Soon after the encounter on September 19, 2008 in which two Muslim youths, described as terror suspects by the security agencies, were killed. They were from Azamgarh, and following the shootout, several people of the district living in Delhi and other cities were picked, a few released, most of them were detained in various terror blast cases. People of Azamgarh, particularly Muslims, did not accept the police version of all stories regarding involvement of Azamgarh Muslim youths in bombings in various cities in the country. They got enraged. This is when Ulema Council is formed to tap the anger of the community, to give an organized voice to the grievances of the locals. Council chief Maualana Amir Rashadi, who runs a prominent madrasa Jamiatur Rashad in Azamgarh, led two massive rallies in New Delhi and Lucknow to apprise both central and state government of the public demand and anger. And then came the General Election season.

Performance of Ulema Council in LS elections

The Council fielded six candidates in this Lok Sabha election, most of them in eastern Uttar Pradesh. In total they got 2,17,444 votes. Three of them got 4th position in their constituencies while two 7th. Its Lucknow candidate with 3486 votes was at No. 5. In Azamgarh, the headquarters of Ulema Council, Dr Javed Akhtar got 59,270. Its candidates in Lalganj and Jaunpur constituencies, like Azamgarh, did well. Chandra Ram alias Chandu Saroj got 87,777 in Lalganj while Dr Tasleem Ahmad Rehmani got 51,278 in Jaunpur, and the two remained at No. 4.

None of Ulema Council candidate could reach anywhere near the winning strike, and this was very much clear to many since the beginning. The Council was not a political party. It had fielded Independent candidates. It had no organizational structure at district, block and village level mainly because it got little time to work on that front. Most importantly, it did not get into alliance with other parties, and decided to take on formidable Bahujan Samaj Party, Samajwadi Party, BJP and Congress singlehandedly. So the result is not surprising. It is likely the party will now focus on its organization and grassroot structure if it is sincere to go ahead in the electoral politics.

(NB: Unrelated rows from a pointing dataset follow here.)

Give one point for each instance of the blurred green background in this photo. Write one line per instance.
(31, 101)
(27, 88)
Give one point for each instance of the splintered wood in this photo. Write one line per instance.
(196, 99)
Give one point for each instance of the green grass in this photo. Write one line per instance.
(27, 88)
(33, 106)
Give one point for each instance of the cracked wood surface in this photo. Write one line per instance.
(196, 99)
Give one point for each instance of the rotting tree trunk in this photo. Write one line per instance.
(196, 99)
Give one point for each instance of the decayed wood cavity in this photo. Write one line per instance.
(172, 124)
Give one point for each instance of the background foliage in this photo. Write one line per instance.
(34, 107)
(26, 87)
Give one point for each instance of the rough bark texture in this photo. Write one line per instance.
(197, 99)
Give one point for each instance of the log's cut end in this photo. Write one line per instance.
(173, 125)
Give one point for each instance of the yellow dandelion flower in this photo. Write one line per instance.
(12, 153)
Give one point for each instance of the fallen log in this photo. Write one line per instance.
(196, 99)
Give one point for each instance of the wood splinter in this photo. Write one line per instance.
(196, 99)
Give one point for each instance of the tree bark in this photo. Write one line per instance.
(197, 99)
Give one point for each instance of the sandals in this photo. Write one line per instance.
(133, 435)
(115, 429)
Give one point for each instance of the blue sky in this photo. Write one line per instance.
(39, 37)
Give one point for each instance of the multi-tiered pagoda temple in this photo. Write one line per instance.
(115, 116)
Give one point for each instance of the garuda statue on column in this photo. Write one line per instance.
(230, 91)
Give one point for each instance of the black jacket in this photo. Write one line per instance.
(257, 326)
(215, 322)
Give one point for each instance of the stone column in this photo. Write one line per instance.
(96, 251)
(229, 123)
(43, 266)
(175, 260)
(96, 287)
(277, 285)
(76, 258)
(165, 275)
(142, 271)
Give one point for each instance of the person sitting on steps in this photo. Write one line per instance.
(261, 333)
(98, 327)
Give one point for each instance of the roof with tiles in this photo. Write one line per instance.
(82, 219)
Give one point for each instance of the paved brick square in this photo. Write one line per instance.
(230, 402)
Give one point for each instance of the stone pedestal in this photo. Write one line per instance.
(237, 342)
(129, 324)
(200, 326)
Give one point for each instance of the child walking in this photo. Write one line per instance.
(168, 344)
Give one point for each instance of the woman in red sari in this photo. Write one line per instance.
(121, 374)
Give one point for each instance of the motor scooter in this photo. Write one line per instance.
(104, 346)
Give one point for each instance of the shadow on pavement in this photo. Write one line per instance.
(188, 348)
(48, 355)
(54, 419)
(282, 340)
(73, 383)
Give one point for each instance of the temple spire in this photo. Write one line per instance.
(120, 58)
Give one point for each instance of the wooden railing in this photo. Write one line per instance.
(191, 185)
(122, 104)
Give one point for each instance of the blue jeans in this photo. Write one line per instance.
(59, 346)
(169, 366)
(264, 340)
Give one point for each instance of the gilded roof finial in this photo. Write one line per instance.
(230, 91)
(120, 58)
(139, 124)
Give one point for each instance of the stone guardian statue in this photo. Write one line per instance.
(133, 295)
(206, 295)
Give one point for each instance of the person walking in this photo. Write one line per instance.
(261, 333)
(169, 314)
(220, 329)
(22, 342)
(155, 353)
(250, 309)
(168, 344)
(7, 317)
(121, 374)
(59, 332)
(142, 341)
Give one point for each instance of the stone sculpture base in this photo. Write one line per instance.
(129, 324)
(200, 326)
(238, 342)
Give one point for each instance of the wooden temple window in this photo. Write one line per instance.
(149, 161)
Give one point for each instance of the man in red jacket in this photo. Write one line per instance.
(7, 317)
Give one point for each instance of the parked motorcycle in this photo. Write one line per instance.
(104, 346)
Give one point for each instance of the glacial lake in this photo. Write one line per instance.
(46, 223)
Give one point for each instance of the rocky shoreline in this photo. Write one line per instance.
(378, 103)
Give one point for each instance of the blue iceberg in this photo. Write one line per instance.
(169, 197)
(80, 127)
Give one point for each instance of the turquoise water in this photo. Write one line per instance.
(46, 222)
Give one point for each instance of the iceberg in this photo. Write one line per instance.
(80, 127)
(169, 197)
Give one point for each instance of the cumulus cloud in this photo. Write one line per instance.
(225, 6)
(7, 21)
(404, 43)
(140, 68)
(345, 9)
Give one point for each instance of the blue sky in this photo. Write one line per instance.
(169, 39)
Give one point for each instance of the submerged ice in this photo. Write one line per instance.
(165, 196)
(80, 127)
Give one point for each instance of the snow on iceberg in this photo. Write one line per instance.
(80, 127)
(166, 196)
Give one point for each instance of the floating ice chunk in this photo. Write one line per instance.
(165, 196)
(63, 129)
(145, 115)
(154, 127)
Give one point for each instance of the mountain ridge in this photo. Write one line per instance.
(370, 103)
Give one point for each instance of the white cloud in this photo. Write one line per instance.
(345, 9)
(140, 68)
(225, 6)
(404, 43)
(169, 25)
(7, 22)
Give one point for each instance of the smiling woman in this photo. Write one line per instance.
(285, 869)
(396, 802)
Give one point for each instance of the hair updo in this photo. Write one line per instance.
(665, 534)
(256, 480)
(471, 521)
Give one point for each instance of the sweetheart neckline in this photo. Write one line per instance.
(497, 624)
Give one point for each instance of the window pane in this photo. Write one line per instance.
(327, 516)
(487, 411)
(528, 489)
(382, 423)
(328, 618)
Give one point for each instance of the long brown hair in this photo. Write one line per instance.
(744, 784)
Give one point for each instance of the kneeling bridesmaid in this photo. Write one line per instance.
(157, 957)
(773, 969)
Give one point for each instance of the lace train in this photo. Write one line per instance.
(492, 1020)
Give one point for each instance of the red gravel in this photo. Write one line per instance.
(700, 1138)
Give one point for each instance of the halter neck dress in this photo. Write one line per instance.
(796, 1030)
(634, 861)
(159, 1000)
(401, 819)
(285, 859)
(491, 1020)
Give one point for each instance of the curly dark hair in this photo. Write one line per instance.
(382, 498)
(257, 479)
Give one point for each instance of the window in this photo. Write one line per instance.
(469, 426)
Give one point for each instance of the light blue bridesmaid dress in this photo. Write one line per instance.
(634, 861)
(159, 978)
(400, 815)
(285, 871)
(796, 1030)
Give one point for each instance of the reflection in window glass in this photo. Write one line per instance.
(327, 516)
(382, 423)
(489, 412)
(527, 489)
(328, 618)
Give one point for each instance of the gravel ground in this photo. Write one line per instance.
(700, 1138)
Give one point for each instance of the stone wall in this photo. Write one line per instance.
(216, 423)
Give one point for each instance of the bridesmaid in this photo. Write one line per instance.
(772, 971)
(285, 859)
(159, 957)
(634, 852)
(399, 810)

The two-year-old Assam United Democratic Front, on the other hand, gave superb performance in its debut Lok Sabha elections.

Performance of Assam United Democratic Front

AUDF had fielded candidates in nine Lok Sabha constituencies in Assam. It won one, came 2nd in two and 3rd in six. AUDF chief perfume baron Maulana Badruddin Ajmal won the Dhubri Lok Sabha seat by bagging 5,40,820 votes. He defeated his nearest rival by a margin of 1,84,419 votes. Its Karimganj candidate Rajesh Mallah was defeated by a few thousand votes. He got 2,51,797 votes while the winner got 259717 votes. With 2,02,062 votes Maulana Badruddin Ajmal was at No 2 in Silchar. The AUDF got 17.1% of the total votes cast in the Lok Sabha election in the state, and it was at No. 3 after Congress and BJP.

AUDF was formed in 2007, a few months before the state Assembly elections. It demanded complete closure of Assam border with Bangladesh, special status for the state and a check on victimization of genuine Indian citizens in the name of Bangladeshi. On this plank the AUDF fielded its candidates in the election and won 10 Assembly seats. In the last two years the party has expanded its vote base and organizational structure in the state. Of the nine LS candidates it fielded, two were non-Muslims. One of them lost with a narrow margin.

Besides these two Muslim political parties, all those formed in the recent past fared very badly. Whether it is MMK in the south or Peace Party in the North, they got just a few thousands of votes.